STATEMENT OF COMMISSIONER ORSON SWINDLE
In the Matters of
Barry Cooper Properties, Inc., File No.
In these complaints, the Commission alleges that Barry Cooper Properties, Inc., Capitol Mortgage Corporation, and their principals violated the Truth In Lending Act ("TILA"), 15 U.S.C. § § 1601-1666j, the Home Ownership and Equity Protection Act of 1994 ("HOEPA"), 15 U.S.C. § 1639, and Section 5 of the FTC Act, 15 U.S.C. § 45, while engaging in subprime lending. I agree with my colleagues that there is a sturdy foundation for the allegations that defendants violated TILA, HOEPA, and Section 5's prohibition on deceptive acts or practices. I also agree that strong relief is needed to remedy these violations and that most of the relief contained in the orders is necessary and appropriate. The complaints also allege, however, that defendants engaged in unfair acts or practices, and I dissent from these allegations because the statutory requirements for unfairness are not met.
In Barry Cooper Properties, Inc., the complaint alleges that the practice of asset-based lending(1) and the use of certain loan terms(2) are not only HOEPA violations but also unfair acts or practices in violation of Section 5. In Capitol Mortgage Corporation, the complaint likewise alleges that the inclusion of loan terms prohibited by HOEPA is unfair. The Capitol complaint also alleges unfairness based on the improper modification, waiver, or deprivation of HOEPA's three-day waiting period between when the lender provides the borrower certain disclosures and when the parties close on the loan.
An unfair act or practice is one that is likely to cause substantial injury to consumers that is not reasonably avoidable by consumers themselves and is not outweighed by countervailing benefits to consumers or competition. 15 U.S.C. § 45(n). Consumers can reasonably avoid being injured by asset-based lending by the simple step of not taking loans that obligate them to make monthly payments in excess of their incomes. Loan transactions that involve a security interest in one's home are serious business, and consumers must shoulder some obligation to read loan documents and consider their financial situation before agreeing to the transaction. While Congress may seek to protect vulnerable consumers through the extra restrictions on lenders embodied in HOEPA, this does not absolve those consumers of the duty to act reasonably and responsibly in such loan transactions. This point applies equally to loans that contain terms prohibited by HOEPA; consumers can reasonably avoid being injured by simply not accepting a loan with such terms.

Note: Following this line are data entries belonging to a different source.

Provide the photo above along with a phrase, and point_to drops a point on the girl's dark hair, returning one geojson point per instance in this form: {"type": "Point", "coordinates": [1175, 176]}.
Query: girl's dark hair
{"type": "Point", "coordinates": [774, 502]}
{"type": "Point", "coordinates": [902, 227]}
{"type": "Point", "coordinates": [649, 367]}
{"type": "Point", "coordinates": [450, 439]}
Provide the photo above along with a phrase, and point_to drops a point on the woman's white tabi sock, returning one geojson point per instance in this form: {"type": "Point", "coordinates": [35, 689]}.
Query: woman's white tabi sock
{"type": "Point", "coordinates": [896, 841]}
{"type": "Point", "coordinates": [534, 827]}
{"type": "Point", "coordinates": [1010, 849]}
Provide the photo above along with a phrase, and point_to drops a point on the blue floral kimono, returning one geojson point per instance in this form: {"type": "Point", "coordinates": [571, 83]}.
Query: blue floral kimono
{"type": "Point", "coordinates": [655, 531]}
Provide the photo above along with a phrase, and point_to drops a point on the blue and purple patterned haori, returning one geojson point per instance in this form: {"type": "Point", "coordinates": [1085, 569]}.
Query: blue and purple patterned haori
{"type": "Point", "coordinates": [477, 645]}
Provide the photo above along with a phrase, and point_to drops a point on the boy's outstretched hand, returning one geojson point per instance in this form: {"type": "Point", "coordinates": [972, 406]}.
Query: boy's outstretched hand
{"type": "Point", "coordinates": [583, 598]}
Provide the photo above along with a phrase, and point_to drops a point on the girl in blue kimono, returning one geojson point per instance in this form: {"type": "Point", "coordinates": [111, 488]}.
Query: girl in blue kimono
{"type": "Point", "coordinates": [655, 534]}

Finally, it is unlikely that the denial of the HOEPA three-day pre-closing waiting period causes consumers substantial injury. Under TILA, these borrowers also have three days after closing to rescind the loan agreement. 15 U.S.C. § 1635(a); 12 C.F.R. § 226.23. There is no evidence that borrowers who are also covered by HOEPA have been substantially injured by having only three days, instead of six, to reconsider and walk away from the loan agreement(3) Moreover, if borrowers are not provided notice of the TILA three-day post-closing rescission period by the lender, they then have up to three years to rescind the loan agreement. 15 U.S.C. § 1635(f); 12 C.F.R. § 226.23(a)(3).
I do not believe that HOEPA tips the balance toward finding these practices unfair under the statute. HOEPA does not alter the fact that the practices simply do not meet the primary statutory requirements of not being reasonably avoidable by consumers and causing substantial injury. See 15 U.S.C. § 45(n) ("In determining whether an act or practice is unfair, the Commission may consider established public policies as evidence to be considered with all other evidence. Such public policy considerations may not serve as a primary basis for such determination.").
The allegations that defendants violated TILA and HOEPA, and engaged in deceptive practices by failing to disclose material loan information, are well supported. It is unnecessary to stretch beyond these solid allegations to construct expansive unfairness theories that do not satisfy our statutory unfairness requirements.
Accordingly, I dissent to the extent that each of these complaints alleges that the defendants engaged in unfair acts or practices.
1. Asset-based lending occurs when credit is extended based not on the borrower's projected future income but on the amount of equity in his or her home or other asset.
2. HOEPA prohibits certain loan terms, including a balloon payment in a loan with a term shorter than 5 years, an increased interest rate after default, and some prepayment penalties. 12 C.F.R. § 226.32(d).
3. Even our own Cooling-Off Rule, which was designed to counteract high-pressure door-to-door sales tactics, provides only three days to rescind a transaction. 16 C.F.R. § 429.1.